Non riusciva a mettere assieme neppure un sussurro. Affidava alle orecchie della moglie gli ultimi messaggi. Bloccato dalla malattia, non si lamentava, ma ripeteva ai suoi cari le parole di Malcolm X.
Cassius Clay era scomparso dopo l’oro olimpico e la conquista del mondiale contro Sonny Liston nel 1964. Da quel momento era esistito solo Muhammad Ali.
Era passato sopra la boxe come il vento del deserto e aveva spazzato via tutto. Il pugilato di Ali sembrava potesse addirittura fare a meno della violenza. Vinceva per ko, ma lo faceva non apparendo mai brutale. Nei suoi colpi non era previsto il gesto tecnico involgarito dall’errore.
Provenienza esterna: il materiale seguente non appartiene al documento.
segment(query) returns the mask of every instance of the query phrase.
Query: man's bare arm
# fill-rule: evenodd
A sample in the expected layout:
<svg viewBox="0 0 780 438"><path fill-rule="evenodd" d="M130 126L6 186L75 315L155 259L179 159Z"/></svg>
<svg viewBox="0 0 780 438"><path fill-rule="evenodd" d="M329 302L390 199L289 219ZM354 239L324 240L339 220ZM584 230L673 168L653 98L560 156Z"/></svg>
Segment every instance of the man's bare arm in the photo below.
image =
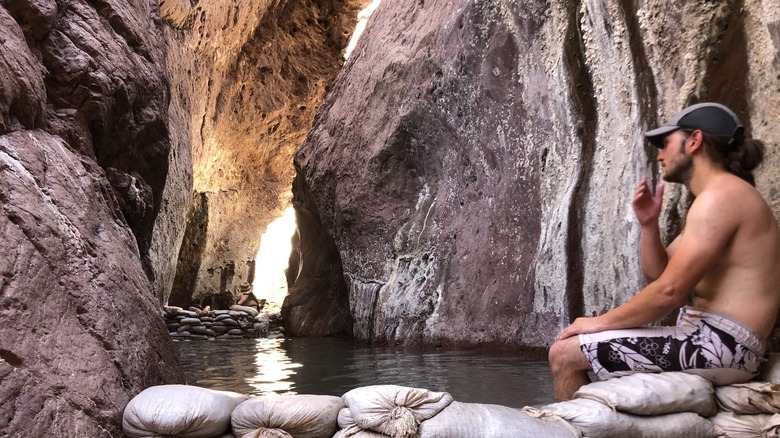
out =
<svg viewBox="0 0 780 438"><path fill-rule="evenodd" d="M648 325L685 304L688 294L704 278L736 231L733 218L718 214L712 196L700 196L688 213L685 233L657 280L627 303L594 318L577 318L563 329L559 339L580 333Z"/></svg>
<svg viewBox="0 0 780 438"><path fill-rule="evenodd" d="M664 185L656 186L655 195L650 192L647 178L642 177L634 192L631 205L639 224L642 226L639 260L642 273L647 281L656 280L663 273L668 262L666 249L661 242L658 218L661 215Z"/></svg>

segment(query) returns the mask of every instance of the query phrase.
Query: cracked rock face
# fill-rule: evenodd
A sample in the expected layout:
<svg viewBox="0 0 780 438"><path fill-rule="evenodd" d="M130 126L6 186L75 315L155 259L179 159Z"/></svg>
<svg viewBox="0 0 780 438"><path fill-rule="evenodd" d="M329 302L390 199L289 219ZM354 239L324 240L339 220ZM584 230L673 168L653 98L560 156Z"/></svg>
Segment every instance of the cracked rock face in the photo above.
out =
<svg viewBox="0 0 780 438"><path fill-rule="evenodd" d="M111 186L43 131L0 136L0 179L0 432L117 436L133 395L182 378Z"/></svg>
<svg viewBox="0 0 780 438"><path fill-rule="evenodd" d="M132 396L183 381L147 258L170 149L154 17L0 3L0 436L121 436Z"/></svg>
<svg viewBox="0 0 780 438"><path fill-rule="evenodd" d="M780 213L780 11L635 3L383 2L295 157L288 333L549 345L643 286L641 134L697 101L767 142ZM666 237L685 210L667 195Z"/></svg>

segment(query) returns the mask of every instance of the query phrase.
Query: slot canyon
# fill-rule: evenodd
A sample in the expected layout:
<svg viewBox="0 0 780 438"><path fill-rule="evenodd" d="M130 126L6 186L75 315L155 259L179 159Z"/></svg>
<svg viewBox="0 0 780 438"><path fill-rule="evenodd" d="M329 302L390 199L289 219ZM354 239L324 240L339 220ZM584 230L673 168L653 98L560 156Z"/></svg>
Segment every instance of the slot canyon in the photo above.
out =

Era stato questo modo di rappresentare lo sport a farlo amare da tutti. Nonne e nipoti, donne e uomini, giovani e anziani. Campione della gente, come si usava dire una volta.
Aveva un modo di combattere leggero e concreto allo stesso tempo. Uno stile da poeta romantico che si muoveva in un universo di impurità. E’ stato il migliore in un’epoca pugilistica baciata dalla fortuna. Ha domato leoni del ring come Frazier, Foreman, Liston, Norton, Shavers, Bonavena, Bugner, Quarry, Williams. Ha combattuto sfide al limite della tragedia, con Foreman nella magica notte di Kinshasa, con Frazier nell’inferno di Manila. E ne è uscito vincitore.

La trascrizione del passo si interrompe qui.